Protection of Conscience Project
Protection of Conscience Project
Service, not Servitude

Service, not Servitude

Is American Bioethics Lost in the Woods?

Public Library of Science
Vol. 2, Issue 4, April 2005
Reproduced with permission

© Michael Cook *
BioEdge - Australasian Bioethics Information
Melbourne, Victoria, Australia

The debate between a libertarian bioethicist and a communitarian bioethicist1 illustrates why American bioethics is becoming increasingly marginalised and irrelevant to the democratic society that it intends to serve.

Both participants in the debate, Arthur Caplan and Carl Elliott, explicitly reject the notion of "human nature" as a foundation for bioethics. But without human nature, on what grounds can advances in biomedical knowledge be called good or bad, right or wrong, or even harmful or beneficial? Clearly Caplan and Elliott have to accept something as a touchstone of their bioethical discourse, or it will lapse into windy incoherence. Although they approach it from different angles, this benchmark is informed consent, with Elliott placing the stress on "informed" and Caplan on "consent".
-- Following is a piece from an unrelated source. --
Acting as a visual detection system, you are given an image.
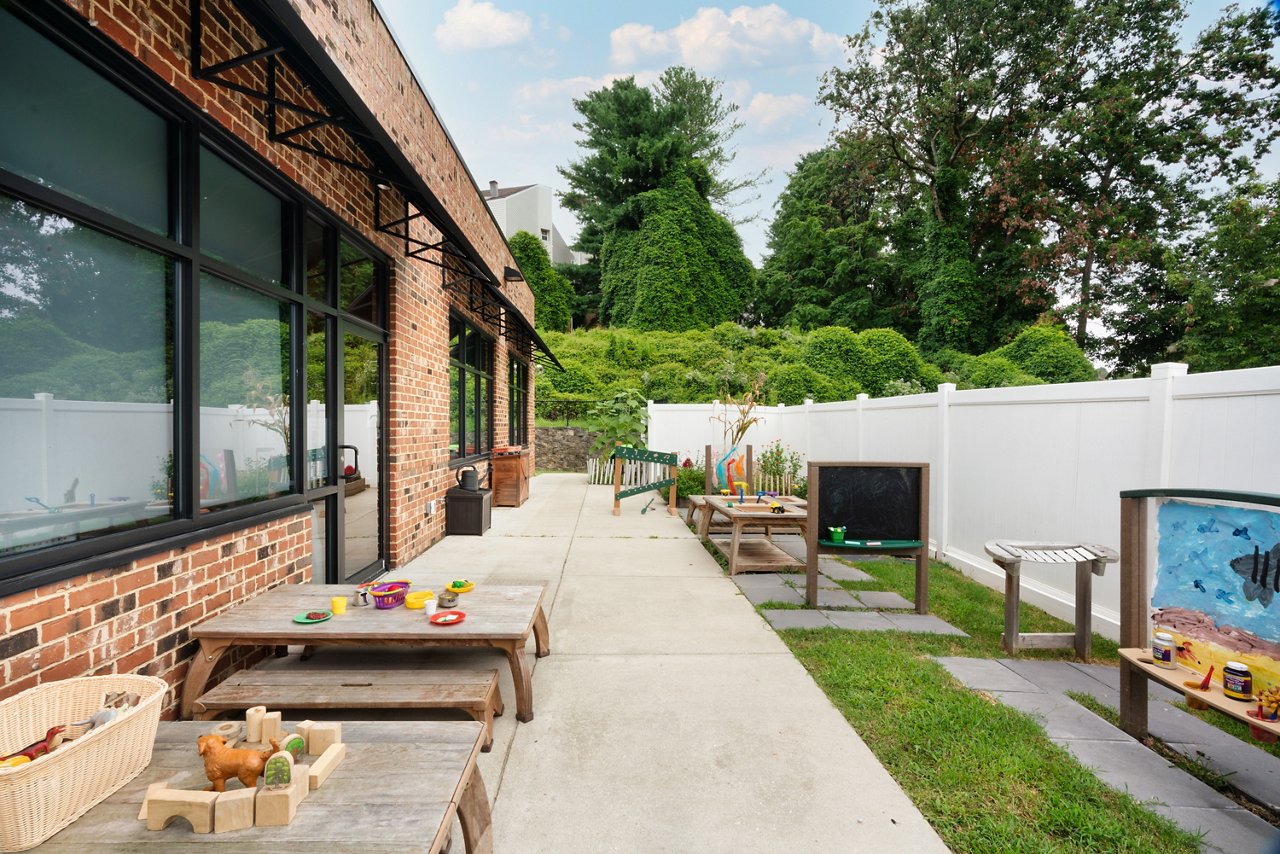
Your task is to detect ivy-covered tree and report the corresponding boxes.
[507,232,573,332]
[600,161,755,330]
As a result, their lively disagreement over enhancement technology is just verbal sparring and not a battle of ideas. Caplan believes that the consumer-patient is sufficiently mature to weigh up the dangers; Elliott is more sceptical. Neither appears to think that it makes any sense to argue that technology should be suited to human nature. This belief seems to be widespread in the bioethics community. Ruth Macklin, a bioethicist at Albert Einstein College of Medicine, argued recently, for instance, that "human dignity" is an empty and meaningless concept.2

However, academic discourse has failed to dislodge from the heads of the hoi polloi the conviction that the starting point of ethics is not consent but happiness. The man in the street, the ultimate consumer of bioethics, still believes in human nature. The notion that human dignity is meaningless would be regarded by nearly all Americans as not merely absurd but reprehensible.

What I find odd in the writings of many bioethicists is that they skirt around the question that the average person wants to ask: will this enhancement make me happy in a deeply satisfying and fulfilling way? He or she is much less interested in whether all the boxes on the informed consent form have been ticked properly.

Consequently, as the Caplan-Elliott bunfight demonstrates, bioethicists are now reduced to arguing that human enhancement is good if people want it-even if they want it mainly because powerful commercial interests have persuaded them to, even if it is weird and kinky, even if it won't make them happy. Elliott's fascinating book Better than Well3 is evidence that exercising a right to enhancement still leaves many lives hollow and unhappy. Sooner or later people will ask why they hadn't been warned, and a lot of bioethicists will be looking for jobs.

Michael Cook


1. Caplan A, Elliott C (2004) Is it ethical to use enhancement technologies to make us better than well? PLoS Med 1: e52 DOI:10.1371/journal.pmed.0010052.Find this article online

2. Macklin R (2003) Dignity is a useless concept. BMJ 327: 1419-1420.Find this article online

3. Elliott C (2003) Better than well: American medicine meets the American dream. New York: W. W. Norton. 357 p.

Competing Interests: The author has declared that no competing interests exist.